Fußball: Tribünengespräch
Schlüsselfaktor Emotion – Borussia wieder im Rausch

Münster -

Es gab zuletzt auch schwächere Phasen von Borussia Münster. Doch der 7:2-Triumph gegen die SV Ibbenbüren war mal wieder ein Fußballfest des Neulings. Allerdings gab es auch einige strittige Aktionen, unter anderem ging es um Wasserspritzer und angebliche Spuckattacken. Hinterher glätteten sich die Wogen.
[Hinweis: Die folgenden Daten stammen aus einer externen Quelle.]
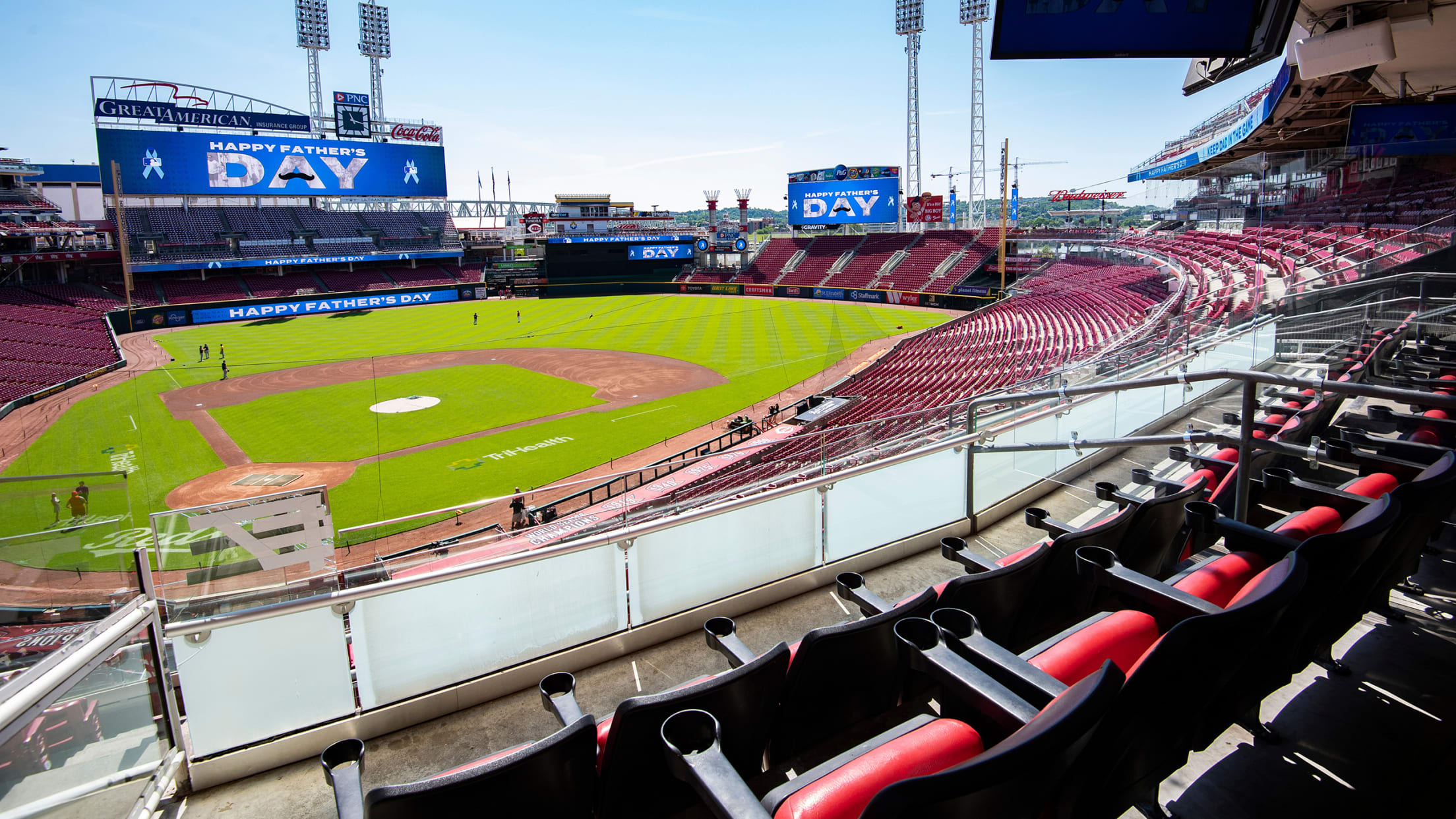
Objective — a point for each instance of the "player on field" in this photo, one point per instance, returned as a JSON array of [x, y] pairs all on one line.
[[519, 519]]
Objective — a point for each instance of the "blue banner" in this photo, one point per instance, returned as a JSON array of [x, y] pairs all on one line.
[[160, 164], [848, 202], [169, 114], [322, 307], [290, 261], [1047, 30], [1404, 130], [655, 253], [1228, 139], [599, 239]]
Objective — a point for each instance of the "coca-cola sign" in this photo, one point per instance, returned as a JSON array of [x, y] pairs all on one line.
[[415, 133]]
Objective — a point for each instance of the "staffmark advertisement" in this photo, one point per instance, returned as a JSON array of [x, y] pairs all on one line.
[[188, 164], [320, 307]]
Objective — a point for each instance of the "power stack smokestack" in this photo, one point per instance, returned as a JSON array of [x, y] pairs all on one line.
[[712, 209]]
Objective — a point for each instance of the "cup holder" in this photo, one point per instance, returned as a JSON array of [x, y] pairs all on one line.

Montag, 04.11.2019, 16:51 Uhr aktualisiert: 05.11.2019, 17:17 Uhr
Auf dem Erfolgsweg mit der Borussia: Trainer Yannick Bauer (r.)
Auf dem Erfolgsweg mit der Borussia: Trainer Yannick Bauer (r.) Foto: Dirk Böckmann

Ein Schlüsselfaktor für Leistung: die Emotionen. Ohne sie würde der Sport im Allgemeinen und der Fußball im Besonderen seine Anziehungskraft verlieren. Das gilt für die Profis genau wie für die breite Masse. Auf der Sportanlage an der Grevingstraße brachte das Spitzenspiel in der Bezirksliga zwischen Borussia Münster und der Ibbenbürener Spielvereinigung (7:2) am Sonntag die Gefühle in Wallung. Die des heimischen Trainers zum Beispiel. Nach dem Treffer von Pascal Koopmann zum vorentscheidenden 5:2 genoss Trainer Yannick Bauer seinen eigenen Film, drückte geistesabwesendan der Trinkflasche in seiner Hand – und traf mit einem Spritzer Wasser einen Gäste-Spieler unabsichtlich. „Ich habe mich sofort entschuldigt“, so Bauer. Keine große Nummer.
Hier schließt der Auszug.